What do you do when your one hit is a show your father produced and you've slipped past the D list? Make a show about making fun of yourself, of course. "So Notorious" (which is actually called, "So NoTORIous", but I'm going to call it "So Notorious", because I think everyone already gets the joke) features Tori Spelling as Tori Spelling, an actress whose one high note (and, as noted in the commentary for "Beverly Hills, 90210", Spelling's Donna Martin was originally a minor character who was supposed to have a few lines an episode) has long since past. Now, in this fictional take on Spelling's life after "90210", she finds herself chasing after roles in Soderberg flicks and ending up in direct-to-DVD movies not ready for Lifetime.
Each episode has Spelling and her fictional friends - such as gay friend Sasan (Zachary Quinto) and pal Janey (Brennan Hesser) - getting into various mix-ups, like spending an entire night trying to get her Blackberry back from a kid who's managed to get his hands on it and is now taunting her from elsewhere in L.A. In another episode, a new boyfriend turns out to be a member of a cult. One episode has Tori under the belief that her mother is using voodoo to ruin her life.
The series doesn't exactly start off on the right foot with the pilot episode, but things start to pick up slowly in the episodes after. The show's issue is that, for every moderately clever little bit, the show offers up a gag that's a little too easy and a little too slapsticky. Thankfully, the series actually does manage to keep the whole idea from getting repetitive, as it potentially could have gotten tired after a few episodes. The running gag of legendary producer Aaron (who is only heard by phone in the series, in a nod to Spelling's "Charlie's Angels") offering his daughter roles on his latest shows ("I hear they need a new witch on 'Charmed',", he notes.) get a laugh each time.
The series portrays her late father in a good (and good-natured) light, but "So Notorious" takes delight in poking fun at her mother (who famously was more than a little upset at the portrayal), Candy (called Kiki here and played by Loni Anderson), portrayed here as completely in her own self-absorbed world, selling off Tori's belongings on Ebay (when she brings this to her mother's attention, she responds, "Well let me tell you she got a steal and she stiffed me on shipping. I gave her negative feedback.") in one episode and stealing her boyfriend in another.
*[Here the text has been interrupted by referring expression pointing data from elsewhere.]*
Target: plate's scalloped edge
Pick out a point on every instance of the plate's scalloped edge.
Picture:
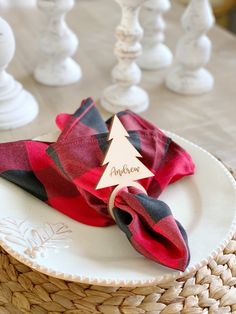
(136, 283)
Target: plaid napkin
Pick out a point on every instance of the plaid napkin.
(64, 174)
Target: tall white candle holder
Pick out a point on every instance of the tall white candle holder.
(125, 94)
(17, 106)
(156, 54)
(57, 45)
(189, 76)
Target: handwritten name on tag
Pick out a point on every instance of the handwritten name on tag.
(123, 166)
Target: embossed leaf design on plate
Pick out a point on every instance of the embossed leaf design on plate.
(35, 239)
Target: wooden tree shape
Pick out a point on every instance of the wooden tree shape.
(123, 166)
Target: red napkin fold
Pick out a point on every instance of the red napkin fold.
(64, 174)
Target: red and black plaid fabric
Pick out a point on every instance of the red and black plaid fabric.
(64, 174)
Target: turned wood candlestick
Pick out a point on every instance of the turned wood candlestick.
(57, 45)
(17, 106)
(188, 76)
(155, 54)
(125, 94)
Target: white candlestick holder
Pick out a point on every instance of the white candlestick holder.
(57, 45)
(17, 106)
(125, 94)
(156, 54)
(189, 76)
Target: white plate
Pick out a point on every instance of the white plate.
(54, 244)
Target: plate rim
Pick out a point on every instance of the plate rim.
(135, 283)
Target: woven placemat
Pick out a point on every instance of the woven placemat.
(211, 289)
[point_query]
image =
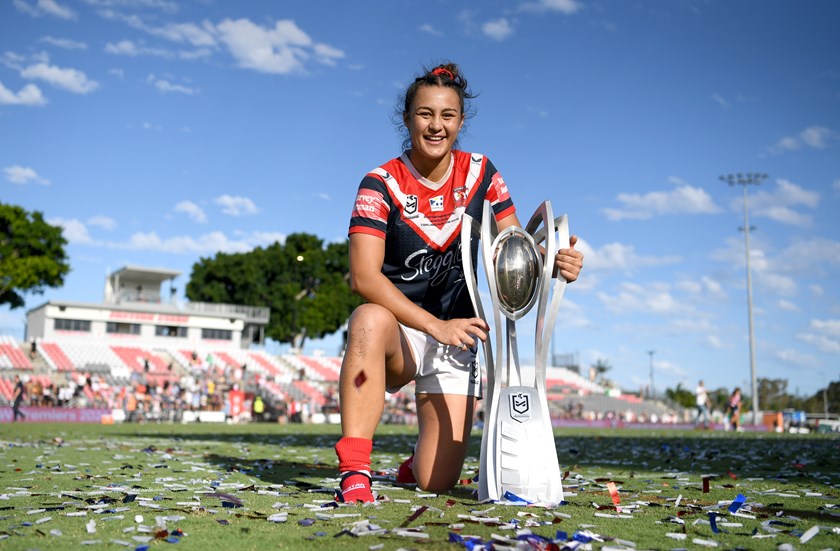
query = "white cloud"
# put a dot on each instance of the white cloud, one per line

Overall, "So Notorious" is an uneven series, but at its best, the series (which I liked better than the similar "Fat Actress") did suprise me with some solid laughs.
1. 1- 1 2 Apr 06 Plucky
2. 1- 2 2 Apr 06 Whole
3. 1- 3 9 Apr 06 Street
4. 1- 4 16 Apr 06 Accomodating
5. 1- 5 23 Apr 06 Jealous
6. 1- 6 23 Apr 06 Cursed
7. 1- 7 30 Apr 06 Relaxed
8. 1- 8 7 May 06 Charitable
9. 1- 9 14 May 06 Soulful
10. 1-10 Canadian
VIDEO: Psramount presents "So Notorious" in 1.78:1 anamorphic widescreen. The presentation quality remained pleasant as, while a few scenes appeared slightly soft, the majority looked crisp and well-defined. Some minor shimmering was seen, but no pixelation, edge enhancement or other flaws were noted. The film's intentionally vibrant, rich color palette looked great here, with superb saturation and no smearing. Black level remained solid and flesh tones looked accurate.
SOUND: The show's stereo soundtrack remains clear and full, with clean, crisp music and dialogue.
EXTRAS: Commentary from Tori Spelling and the show's producers, 17 minutes of deleted scenes (with commentary), 24-minute "behind-the-scenes" featurette, interviews and an unaired episode ("Canadian".)
Final Thoughts: "So Notorious" sometimes gets a little carried away with the easy/obvious cracks at Spelling, but there are definitely some big laughs at times throughout the episodes. The DVD set provides excellent audio/video quality and a nice set of extras. Recommended for fans, while others should try a rental first.